Squads of foot Marines went in after them, men with bazookas, flamethrowers, hand grenades, blocks of dynamite—peeling off, team by team, taking cave after cave, crawling up to them under the protective fire of riflemen kneeling in the mud. More and more men went into Wana Draw. Day after day the Division bucked against this barrier, but soon there were whole companies working up the slopes, “processing” caves and pillboxes, calling down their mortars and rifle grenades on the machine guns and mortars sure to be nesting on the reverse slope. It was war at its most basic, man to man, a battle fought by corporals and privates. And these were the men who won the Medals of Honor while the First Division processed its way into Shuri: Private Dale Hansen, using a bazooka, a rifle, and hand grenades to knock out a pillbox and a mortar position and kill a dozen Japanese before he lost his own life; Pfc. Albert Schwab, attacking machine guns alone with his flamethrower, silencing them even as he perished; Corporal Louis Hauge, doing the same with grenades, and also dying. With these men were their indomitable comrades of the Navy Medical Corps, men such as Corpsman William Halyburton, who deliberately shielded wounded Marines with his own body until his life leaked out of it.

This was the fight for Wana Draw, that pitiless bloodletting swirling inside a gully while the very elements howled about these men in muddy green floundering up the forward slopes, these men in smeared khaki sliding down the reverse slopes. At night, under cover of smoke screens, the men in khaki crept forward again to close with the men in green, to fight with bayonets and fists and strangling hands. But the men in khaki were losing the fight for Wana Draw. The Marines drew closer to Shuri. The soldiers of the Seventy-seventh Division on their left were thrusting toward Shuri and Shuri Castle from the eastern gate. On the east flank the Seventh Infantry Division was back in the line and smashing into Yonabaru; the Sixth Marine Division was again on the march to Naha on the west. All along the line, division and corps artillery were battering Ushijima’s strongpoints, the Tenth Army’s Tactical Air Force roved over the battlefield at will—and the warships of the fleet were slugging away with the most formidable supporting fire yet laid down in the Pacific, for they had caught the hang of pasting those reverse slopes that land-air pounding could not reach.

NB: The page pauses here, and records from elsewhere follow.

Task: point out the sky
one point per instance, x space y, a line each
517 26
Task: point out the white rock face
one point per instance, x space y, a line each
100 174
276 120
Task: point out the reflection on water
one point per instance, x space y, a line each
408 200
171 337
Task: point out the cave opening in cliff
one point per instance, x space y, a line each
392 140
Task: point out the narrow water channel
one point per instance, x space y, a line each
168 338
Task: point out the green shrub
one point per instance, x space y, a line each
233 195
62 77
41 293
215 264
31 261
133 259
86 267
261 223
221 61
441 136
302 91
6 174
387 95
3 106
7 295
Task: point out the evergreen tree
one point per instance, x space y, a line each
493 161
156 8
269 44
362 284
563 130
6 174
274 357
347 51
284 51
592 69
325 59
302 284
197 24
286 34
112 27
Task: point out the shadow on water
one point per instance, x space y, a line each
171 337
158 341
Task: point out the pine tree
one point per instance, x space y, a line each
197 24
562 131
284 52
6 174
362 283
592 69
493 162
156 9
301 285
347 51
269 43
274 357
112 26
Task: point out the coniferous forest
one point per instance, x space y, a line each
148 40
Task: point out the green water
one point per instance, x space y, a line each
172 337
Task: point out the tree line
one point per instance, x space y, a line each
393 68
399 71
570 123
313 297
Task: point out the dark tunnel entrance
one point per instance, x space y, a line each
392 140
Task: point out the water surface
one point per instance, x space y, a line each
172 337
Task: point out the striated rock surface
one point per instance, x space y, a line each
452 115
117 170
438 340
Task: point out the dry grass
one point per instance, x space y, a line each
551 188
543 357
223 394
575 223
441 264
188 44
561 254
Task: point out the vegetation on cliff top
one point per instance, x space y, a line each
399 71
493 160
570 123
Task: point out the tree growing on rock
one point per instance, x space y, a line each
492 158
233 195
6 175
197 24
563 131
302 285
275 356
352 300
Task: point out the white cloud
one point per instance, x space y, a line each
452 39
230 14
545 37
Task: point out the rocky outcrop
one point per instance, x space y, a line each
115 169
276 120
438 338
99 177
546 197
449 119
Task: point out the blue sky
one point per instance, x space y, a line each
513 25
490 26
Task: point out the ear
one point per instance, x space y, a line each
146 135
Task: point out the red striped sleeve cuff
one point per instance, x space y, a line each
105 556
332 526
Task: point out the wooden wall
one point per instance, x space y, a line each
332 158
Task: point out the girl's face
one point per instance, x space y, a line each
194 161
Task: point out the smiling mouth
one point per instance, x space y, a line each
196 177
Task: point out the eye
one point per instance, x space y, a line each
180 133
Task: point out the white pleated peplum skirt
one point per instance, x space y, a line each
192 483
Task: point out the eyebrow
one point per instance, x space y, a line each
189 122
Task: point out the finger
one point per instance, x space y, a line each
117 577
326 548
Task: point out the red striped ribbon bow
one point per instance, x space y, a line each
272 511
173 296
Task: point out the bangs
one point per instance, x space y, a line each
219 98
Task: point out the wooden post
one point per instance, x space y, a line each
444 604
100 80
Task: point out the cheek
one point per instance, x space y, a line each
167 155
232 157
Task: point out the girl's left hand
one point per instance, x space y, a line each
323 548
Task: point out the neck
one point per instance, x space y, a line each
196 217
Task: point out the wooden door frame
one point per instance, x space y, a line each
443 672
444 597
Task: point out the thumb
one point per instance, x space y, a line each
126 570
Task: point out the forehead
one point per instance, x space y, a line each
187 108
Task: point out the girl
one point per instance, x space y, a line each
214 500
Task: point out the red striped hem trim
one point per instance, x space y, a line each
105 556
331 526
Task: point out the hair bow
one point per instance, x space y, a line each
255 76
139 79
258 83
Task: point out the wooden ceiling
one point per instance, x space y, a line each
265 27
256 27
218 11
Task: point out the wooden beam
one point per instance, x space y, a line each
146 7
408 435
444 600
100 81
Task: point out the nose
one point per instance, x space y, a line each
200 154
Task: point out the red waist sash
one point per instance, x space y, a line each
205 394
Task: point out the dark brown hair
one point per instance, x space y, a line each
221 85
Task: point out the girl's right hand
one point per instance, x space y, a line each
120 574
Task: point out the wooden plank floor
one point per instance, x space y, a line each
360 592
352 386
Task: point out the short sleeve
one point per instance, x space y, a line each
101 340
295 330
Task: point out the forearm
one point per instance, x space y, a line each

Ushijima’s barrier line was buckling.

On the eastern front from Conical Hill to Shuri Castle, the Ninety-sixth and Seventy-seventh Divisions were also driving slowly but doggedly into Ushijima’s bristling defenses—and with the Seventy-seventh there marched perhaps the most unusual hero in the annals of American arms. His name was Pfc. Desmond Doss. He was a medic in the 307th Infantry. He was also a Seventh-Day Adventist, a doctrinal pacifist who shrank from even touching a weapon and would not work on Saturday, his creed’s Sabbath. As a conscientious objector, on religious grounds he might have joined that corps of noncombatants who refused to serve their country on the battlefield. But Desmond Doss saw clearly that it was his duty to serve and that he, too, could risk his flesh for his country without taking the life of a brother human.